What is dark matter made of?
Astronomers think it's more likely that dark matter consists of an entirely new type of matter built from a new kind of elementary particle. They are known as WIMPs (for weakly interacting massive particles), and if they exist, these particles have masses tens or hundreds of times greater than that of a proton but interact so weakly with ordinary matter that they're difficult to detect.
Who discovered dark matter?
In 1932, the Dutch astronomer Jan Hendrik Oort observed that stars in our galactic neighborhood were moving more rapidly than calculations predicted. He used the term "dark matter" to describe the unidentified mass required to cause this surge in velocity.

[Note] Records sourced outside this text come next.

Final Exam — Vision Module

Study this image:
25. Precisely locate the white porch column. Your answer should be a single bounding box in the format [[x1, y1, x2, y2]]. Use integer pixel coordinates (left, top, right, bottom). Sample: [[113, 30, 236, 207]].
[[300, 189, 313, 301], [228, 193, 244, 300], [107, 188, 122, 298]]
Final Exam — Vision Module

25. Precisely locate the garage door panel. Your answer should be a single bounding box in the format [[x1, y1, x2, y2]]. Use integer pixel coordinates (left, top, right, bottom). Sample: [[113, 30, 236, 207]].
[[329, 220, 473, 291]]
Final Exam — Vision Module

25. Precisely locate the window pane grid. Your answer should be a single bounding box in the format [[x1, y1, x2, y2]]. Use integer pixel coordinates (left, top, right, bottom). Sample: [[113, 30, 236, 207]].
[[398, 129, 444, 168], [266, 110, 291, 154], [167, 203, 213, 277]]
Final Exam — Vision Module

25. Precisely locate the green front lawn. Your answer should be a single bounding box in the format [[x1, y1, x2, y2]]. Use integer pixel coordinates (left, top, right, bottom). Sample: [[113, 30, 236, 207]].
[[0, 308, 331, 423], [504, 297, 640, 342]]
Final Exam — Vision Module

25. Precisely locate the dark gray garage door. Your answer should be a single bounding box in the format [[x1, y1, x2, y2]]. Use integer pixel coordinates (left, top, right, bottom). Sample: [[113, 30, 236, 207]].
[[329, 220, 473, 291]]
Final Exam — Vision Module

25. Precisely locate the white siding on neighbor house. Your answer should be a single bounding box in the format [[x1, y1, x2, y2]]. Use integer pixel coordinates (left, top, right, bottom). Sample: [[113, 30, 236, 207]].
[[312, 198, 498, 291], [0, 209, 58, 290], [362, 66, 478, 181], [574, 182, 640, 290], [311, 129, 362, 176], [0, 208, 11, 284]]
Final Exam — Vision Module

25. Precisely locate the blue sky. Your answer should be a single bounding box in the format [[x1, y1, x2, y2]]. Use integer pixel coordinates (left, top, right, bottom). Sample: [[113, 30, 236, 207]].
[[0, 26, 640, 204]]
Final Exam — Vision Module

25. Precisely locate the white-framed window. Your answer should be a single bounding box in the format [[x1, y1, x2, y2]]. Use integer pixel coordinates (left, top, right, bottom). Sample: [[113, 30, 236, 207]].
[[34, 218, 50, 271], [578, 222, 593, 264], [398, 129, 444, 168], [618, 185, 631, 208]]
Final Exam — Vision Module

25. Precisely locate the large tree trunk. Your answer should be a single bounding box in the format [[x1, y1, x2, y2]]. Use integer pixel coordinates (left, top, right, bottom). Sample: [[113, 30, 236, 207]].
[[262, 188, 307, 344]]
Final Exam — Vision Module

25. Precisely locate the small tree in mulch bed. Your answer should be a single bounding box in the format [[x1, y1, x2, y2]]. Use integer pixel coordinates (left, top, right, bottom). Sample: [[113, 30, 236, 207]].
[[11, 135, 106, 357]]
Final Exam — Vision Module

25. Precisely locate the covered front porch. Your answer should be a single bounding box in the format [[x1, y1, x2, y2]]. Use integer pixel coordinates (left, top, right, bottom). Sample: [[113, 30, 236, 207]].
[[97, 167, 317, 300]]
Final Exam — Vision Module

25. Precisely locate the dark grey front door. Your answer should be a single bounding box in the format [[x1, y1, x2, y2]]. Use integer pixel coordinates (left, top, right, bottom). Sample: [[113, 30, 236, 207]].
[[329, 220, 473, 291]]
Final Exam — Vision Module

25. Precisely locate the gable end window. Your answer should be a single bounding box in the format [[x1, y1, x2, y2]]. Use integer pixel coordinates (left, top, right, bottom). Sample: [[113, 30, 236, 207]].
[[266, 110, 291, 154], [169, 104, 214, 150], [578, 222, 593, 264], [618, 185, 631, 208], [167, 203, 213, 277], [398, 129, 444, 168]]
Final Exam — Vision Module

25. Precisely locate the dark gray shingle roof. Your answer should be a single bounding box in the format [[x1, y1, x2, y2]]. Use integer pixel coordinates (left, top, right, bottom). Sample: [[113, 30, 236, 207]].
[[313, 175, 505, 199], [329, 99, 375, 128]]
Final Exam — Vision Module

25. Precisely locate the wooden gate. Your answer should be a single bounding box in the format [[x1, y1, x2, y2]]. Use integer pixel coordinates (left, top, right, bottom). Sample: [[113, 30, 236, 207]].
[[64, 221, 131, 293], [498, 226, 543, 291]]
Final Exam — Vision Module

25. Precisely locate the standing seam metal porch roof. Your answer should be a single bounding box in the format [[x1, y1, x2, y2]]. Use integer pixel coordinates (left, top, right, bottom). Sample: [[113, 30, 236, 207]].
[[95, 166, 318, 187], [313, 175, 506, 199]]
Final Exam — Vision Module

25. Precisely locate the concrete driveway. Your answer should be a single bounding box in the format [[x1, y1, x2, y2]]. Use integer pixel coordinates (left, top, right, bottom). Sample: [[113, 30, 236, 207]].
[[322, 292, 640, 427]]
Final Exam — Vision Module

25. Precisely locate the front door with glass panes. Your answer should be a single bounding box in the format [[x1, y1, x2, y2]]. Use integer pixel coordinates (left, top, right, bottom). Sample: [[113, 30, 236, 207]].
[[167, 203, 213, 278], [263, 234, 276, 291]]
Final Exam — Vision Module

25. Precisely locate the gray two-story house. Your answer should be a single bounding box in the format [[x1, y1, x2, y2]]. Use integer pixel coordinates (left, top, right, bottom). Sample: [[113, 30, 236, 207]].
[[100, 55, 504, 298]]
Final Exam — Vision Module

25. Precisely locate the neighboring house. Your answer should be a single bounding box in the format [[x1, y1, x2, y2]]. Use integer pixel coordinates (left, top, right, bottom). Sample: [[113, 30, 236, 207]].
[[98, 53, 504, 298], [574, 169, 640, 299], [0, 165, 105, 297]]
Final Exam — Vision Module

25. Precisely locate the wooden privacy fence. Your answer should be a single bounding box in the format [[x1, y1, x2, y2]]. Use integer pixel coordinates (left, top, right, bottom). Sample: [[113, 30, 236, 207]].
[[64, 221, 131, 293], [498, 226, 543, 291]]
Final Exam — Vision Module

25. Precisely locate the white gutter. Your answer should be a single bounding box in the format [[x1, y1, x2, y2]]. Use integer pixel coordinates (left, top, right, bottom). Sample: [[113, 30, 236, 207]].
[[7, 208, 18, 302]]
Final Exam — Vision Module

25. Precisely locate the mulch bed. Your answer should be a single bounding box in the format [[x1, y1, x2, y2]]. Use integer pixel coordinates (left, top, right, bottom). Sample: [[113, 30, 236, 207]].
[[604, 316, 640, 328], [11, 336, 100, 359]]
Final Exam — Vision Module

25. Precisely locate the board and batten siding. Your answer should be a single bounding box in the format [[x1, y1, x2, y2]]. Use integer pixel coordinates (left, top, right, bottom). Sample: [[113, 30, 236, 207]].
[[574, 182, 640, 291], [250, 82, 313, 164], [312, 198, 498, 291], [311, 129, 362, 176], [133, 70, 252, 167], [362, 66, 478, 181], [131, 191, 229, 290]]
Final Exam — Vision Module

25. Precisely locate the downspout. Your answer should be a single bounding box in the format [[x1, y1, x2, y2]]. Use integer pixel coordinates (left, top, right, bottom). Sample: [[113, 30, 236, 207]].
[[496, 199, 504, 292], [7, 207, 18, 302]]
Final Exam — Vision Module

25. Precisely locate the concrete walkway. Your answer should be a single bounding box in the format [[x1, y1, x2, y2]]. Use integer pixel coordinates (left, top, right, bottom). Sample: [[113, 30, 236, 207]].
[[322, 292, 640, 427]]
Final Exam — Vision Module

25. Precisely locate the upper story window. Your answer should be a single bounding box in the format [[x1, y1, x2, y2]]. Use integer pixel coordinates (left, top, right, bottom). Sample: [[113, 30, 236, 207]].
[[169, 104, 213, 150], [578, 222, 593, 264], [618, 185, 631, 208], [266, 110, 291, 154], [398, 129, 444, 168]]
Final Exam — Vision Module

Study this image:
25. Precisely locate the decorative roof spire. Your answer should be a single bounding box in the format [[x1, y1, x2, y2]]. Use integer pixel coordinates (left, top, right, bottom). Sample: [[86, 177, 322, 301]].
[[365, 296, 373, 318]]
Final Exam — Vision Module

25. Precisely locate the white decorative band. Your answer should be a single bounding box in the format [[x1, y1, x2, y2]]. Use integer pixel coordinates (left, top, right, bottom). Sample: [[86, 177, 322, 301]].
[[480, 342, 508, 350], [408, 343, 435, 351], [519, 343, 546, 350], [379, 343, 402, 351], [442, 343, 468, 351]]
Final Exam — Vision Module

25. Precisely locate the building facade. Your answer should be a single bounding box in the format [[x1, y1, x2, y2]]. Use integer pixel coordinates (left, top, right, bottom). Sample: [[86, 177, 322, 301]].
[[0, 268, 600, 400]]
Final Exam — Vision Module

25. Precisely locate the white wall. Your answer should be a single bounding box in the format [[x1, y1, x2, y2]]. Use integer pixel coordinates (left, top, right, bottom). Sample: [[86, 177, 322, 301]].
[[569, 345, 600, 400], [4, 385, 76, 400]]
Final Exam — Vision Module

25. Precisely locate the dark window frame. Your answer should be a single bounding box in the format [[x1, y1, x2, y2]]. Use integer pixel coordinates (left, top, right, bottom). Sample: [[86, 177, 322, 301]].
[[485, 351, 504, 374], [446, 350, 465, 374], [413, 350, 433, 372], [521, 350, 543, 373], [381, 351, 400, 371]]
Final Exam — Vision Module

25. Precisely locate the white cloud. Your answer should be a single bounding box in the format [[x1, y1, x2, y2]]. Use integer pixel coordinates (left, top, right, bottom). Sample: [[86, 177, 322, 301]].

How did scientists discover dark matter?
When astronomers began measuring the rotations of spiral galaxies in the 1950s and '60s, they made a puzzling discovery. They expected to see stars near a galaxy's center, where the visible matter is more concentrated, move faster than stars at the edge. What they saw instead was that stars at the edge of a galaxy had the same rotational velocity as stars near the center.
What is dark energy?
Recent observations of the motions of distant supernovae suggest that the universe's rate of expansion is actually accelerating. What causes this acceleration is unknown, but it has been called dark energy. NASA says dark energy makes up a whopping 72 percent of the universe.
Where is the dark matter?
Astronomers think that dark matter can be found in and between galaxies, with more concentrated in a galaxy's central region.